# Remove Silver from X RAY



## jmdlcar (Apr 20, 2021)

I just try my first x ray today and I watch this video "Silver Recovery From X ray Film COMPLETE PROCESS" how to do it. The first x ray sheet been in the bleach for 15min and it hasn't remove anything yet. I have about 1.5 pound and it it works I will get more to do. 

I have a 2 gallon bucket with 1 gallon of bleach. Since it pure Silver I want to make a Sliver Bar and Electrolyte for the Silver Cell. The bucket is outside I will check it when I get up to see if it did work or not.

Any idea that I can do?

EDIT:

Would 100% Nitric Acid work better?


----------



## Lino1406 (Apr 20, 2021)

A mechanism to move the film in the medium can help. 10% NaOH also works. Expect 1-2% weight of film


----------



## jmdlcar (Apr 21, 2021)

They might be cat scan or MRI picture but they look like x ray.


----------



## jmdlcar (Apr 22, 2021)

I just glad I found what I have. I'm not going to buy any xray to lose money. I will stay with Sterling Silver.


----------



## rickbb (May 3, 2021)

100% nitric would NOT work better. With only 1.5 lbs. use straight bleach not diluted. But at a typical yield of 1 ozt per 10 lbs. of genuine old, rare earth x-ray film don't expect to get much silver. 

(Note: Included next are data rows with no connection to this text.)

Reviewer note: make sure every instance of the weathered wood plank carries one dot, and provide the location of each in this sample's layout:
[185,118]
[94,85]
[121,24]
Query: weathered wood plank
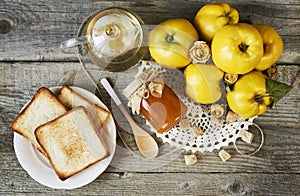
[15,181]
[40,26]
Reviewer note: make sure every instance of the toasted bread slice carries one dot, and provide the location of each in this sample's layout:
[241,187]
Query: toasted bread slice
[72,99]
[43,107]
[72,142]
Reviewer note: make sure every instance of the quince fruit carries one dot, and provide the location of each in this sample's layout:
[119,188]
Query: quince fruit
[253,93]
[170,41]
[203,83]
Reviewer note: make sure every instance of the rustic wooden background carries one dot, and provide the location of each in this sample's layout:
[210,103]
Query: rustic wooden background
[30,34]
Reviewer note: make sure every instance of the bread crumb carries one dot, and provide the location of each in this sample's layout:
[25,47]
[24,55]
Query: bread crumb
[184,124]
[231,117]
[247,136]
[224,155]
[197,131]
[190,159]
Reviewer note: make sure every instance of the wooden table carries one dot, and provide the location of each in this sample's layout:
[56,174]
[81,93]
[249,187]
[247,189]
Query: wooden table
[30,34]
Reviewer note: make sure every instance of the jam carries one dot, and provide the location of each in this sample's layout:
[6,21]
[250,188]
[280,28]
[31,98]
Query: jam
[164,112]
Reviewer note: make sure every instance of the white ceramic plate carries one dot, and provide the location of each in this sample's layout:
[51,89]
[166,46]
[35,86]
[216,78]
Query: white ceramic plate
[39,168]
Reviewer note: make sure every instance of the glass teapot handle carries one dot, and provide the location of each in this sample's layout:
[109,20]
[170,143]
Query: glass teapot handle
[66,46]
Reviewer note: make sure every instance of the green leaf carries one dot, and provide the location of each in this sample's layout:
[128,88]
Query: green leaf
[277,90]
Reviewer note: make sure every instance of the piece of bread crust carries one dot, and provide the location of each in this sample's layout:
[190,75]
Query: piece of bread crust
[43,107]
[72,142]
[72,99]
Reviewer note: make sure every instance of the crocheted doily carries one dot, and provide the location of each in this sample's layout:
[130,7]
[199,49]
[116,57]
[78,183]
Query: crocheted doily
[215,135]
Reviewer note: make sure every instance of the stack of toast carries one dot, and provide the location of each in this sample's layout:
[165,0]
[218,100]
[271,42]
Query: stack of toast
[67,129]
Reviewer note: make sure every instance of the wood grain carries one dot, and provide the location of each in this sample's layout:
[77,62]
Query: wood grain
[125,183]
[30,34]
[40,27]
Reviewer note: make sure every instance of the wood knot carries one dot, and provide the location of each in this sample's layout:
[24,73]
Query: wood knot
[5,26]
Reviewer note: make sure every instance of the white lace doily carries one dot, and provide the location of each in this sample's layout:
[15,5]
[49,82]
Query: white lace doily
[215,135]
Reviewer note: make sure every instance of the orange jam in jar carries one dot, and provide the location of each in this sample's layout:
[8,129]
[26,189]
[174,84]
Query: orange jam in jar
[164,112]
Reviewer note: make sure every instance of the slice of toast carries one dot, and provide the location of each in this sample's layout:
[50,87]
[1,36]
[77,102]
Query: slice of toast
[72,99]
[72,142]
[43,107]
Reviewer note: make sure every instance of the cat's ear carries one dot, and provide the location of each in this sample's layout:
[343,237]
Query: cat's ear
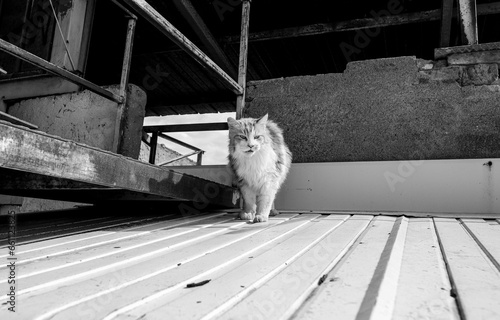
[263,120]
[232,122]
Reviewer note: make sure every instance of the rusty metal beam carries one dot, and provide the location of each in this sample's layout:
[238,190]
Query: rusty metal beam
[187,127]
[36,163]
[56,70]
[179,142]
[243,61]
[206,37]
[152,147]
[468,21]
[164,26]
[356,24]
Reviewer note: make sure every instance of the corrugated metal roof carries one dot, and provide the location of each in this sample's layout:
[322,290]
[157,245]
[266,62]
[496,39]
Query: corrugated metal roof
[298,265]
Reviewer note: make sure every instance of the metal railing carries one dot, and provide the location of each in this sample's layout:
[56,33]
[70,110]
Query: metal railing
[163,25]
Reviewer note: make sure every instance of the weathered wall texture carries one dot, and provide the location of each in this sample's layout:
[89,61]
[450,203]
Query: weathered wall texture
[87,118]
[386,109]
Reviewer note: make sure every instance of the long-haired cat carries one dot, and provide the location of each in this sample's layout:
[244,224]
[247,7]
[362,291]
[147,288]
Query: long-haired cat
[260,161]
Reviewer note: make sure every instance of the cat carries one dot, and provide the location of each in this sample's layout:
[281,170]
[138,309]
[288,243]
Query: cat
[259,160]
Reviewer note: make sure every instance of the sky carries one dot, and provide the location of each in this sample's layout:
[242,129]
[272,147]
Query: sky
[213,142]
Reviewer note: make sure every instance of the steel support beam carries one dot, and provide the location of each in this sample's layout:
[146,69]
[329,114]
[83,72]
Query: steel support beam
[243,61]
[58,71]
[187,127]
[164,26]
[468,21]
[206,37]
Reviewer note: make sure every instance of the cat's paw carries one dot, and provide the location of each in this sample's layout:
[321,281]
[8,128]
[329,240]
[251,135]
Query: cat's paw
[259,218]
[246,215]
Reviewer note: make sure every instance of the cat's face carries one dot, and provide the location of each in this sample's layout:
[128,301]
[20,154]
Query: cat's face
[246,136]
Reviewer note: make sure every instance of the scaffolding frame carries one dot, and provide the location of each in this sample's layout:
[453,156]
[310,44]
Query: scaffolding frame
[163,25]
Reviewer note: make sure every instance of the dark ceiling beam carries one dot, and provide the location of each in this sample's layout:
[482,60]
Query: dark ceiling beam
[215,126]
[206,37]
[356,24]
[193,100]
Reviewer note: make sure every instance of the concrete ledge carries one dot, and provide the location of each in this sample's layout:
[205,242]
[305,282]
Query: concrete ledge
[386,109]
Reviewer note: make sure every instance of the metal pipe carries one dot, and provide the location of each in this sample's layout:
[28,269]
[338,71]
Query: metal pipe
[199,159]
[125,74]
[162,24]
[127,56]
[58,71]
[242,69]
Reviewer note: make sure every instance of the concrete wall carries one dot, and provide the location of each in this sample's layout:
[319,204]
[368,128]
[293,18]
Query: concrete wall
[386,109]
[87,118]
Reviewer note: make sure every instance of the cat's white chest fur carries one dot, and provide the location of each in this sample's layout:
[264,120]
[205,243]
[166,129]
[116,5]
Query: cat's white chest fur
[258,169]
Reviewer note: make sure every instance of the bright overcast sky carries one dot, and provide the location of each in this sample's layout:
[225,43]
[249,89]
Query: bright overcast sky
[213,142]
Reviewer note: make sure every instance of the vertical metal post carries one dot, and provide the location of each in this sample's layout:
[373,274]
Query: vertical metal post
[199,159]
[127,56]
[127,60]
[446,17]
[152,148]
[468,21]
[242,69]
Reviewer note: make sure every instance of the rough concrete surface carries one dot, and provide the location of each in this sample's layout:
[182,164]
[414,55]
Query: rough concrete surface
[385,109]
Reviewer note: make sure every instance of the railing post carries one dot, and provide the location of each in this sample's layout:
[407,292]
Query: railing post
[127,60]
[242,69]
[152,148]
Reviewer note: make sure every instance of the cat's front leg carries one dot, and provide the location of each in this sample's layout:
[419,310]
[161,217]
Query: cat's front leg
[249,204]
[264,205]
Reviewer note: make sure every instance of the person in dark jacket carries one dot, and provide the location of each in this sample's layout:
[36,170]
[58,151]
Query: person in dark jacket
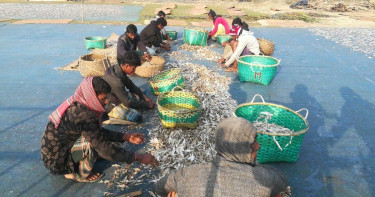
[125,97]
[151,36]
[74,139]
[161,14]
[129,41]
[233,172]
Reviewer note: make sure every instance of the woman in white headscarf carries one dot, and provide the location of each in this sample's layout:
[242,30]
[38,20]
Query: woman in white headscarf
[246,44]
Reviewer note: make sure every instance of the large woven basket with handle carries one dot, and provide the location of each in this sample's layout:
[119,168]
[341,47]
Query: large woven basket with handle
[276,147]
[266,46]
[91,65]
[196,37]
[95,42]
[223,38]
[178,109]
[166,80]
[148,68]
[258,69]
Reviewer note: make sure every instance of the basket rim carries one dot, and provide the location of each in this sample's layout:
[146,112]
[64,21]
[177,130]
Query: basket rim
[206,31]
[248,64]
[101,38]
[280,106]
[185,112]
[156,81]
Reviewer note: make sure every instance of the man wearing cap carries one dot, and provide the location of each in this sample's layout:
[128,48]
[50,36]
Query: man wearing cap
[151,36]
[130,41]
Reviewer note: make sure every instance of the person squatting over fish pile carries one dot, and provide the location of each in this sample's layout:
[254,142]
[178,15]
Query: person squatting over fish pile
[124,104]
[151,36]
[220,26]
[161,14]
[243,43]
[74,138]
[234,171]
[129,41]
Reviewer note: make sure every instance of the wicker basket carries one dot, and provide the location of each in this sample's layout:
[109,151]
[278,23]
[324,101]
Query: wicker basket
[178,109]
[266,46]
[148,68]
[223,38]
[93,65]
[95,42]
[276,147]
[195,37]
[166,80]
[258,69]
[171,34]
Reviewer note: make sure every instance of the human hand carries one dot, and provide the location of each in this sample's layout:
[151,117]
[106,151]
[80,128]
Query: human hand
[147,57]
[221,60]
[151,105]
[135,138]
[167,47]
[147,159]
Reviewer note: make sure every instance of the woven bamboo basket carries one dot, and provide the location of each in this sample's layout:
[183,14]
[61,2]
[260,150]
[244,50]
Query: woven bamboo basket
[171,34]
[196,37]
[95,42]
[223,38]
[93,65]
[178,109]
[266,46]
[258,69]
[166,80]
[148,68]
[276,147]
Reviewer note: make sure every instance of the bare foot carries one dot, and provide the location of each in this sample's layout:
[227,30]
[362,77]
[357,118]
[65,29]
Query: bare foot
[94,176]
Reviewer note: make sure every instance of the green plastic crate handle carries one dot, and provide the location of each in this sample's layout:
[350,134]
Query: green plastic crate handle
[177,86]
[261,97]
[278,145]
[304,109]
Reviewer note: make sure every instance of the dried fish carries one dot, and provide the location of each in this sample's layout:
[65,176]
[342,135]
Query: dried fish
[264,126]
[176,148]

Assuming of course you do have old rare earth film and not a newer, (ie. very little silver), film.


----------



## ION 47 (May 6, 2021)

New X-ray films contain 7-8 grams of silver per kilogram of green film, and 2-4 grams of silver per kilogram of processed film.


----------



## Broken T (Oct 12, 2021)

I have a question if someone wouldn't mind answering it for me. I was told that some films weren't made with silver. How do you tell?


----------



## ION 47 (Oct 20, 2021)

Верно. Некоторые пленки, полученные сухим способом, вообще не содержат серебра.


----------



## FrugalRefiner (Oct 20, 2021)

Please translate your posts to English so everyone else doesn't have to do it one member at a time.

Dave


----------



## DaddyD (Oct 21, 2021)

jmdlcar said:


> I just try my first x ray today and I watch this video "Silver Recovery From X ray Film COMPLETE PROCESS" how to do it. The first x ray sheet been in the bleach for 15min and it hasn't remove anything yet. I have about 1.5 pound and it it works I will get more to do.
> 
> I have a 2 gallon bucket with 1 gallon of bleach. Since it pure Silver I want to make a Sliver Bar and Electrolyte for the Silver Cell. The bucket is outside I will check it when I get up to see if it did work or not.
> 
> ...


----------



## DaddyD (Oct 21, 2021)

I have never used that process the one that always works for me was water and Borax


----------



## ION 47 (Oct 21, 2021)

Если ваша пленка «мокрая», то хлорный отбеливатель + NaOH отлично подойдет, оставляя пленку прозрачной всего за пару минут.


----------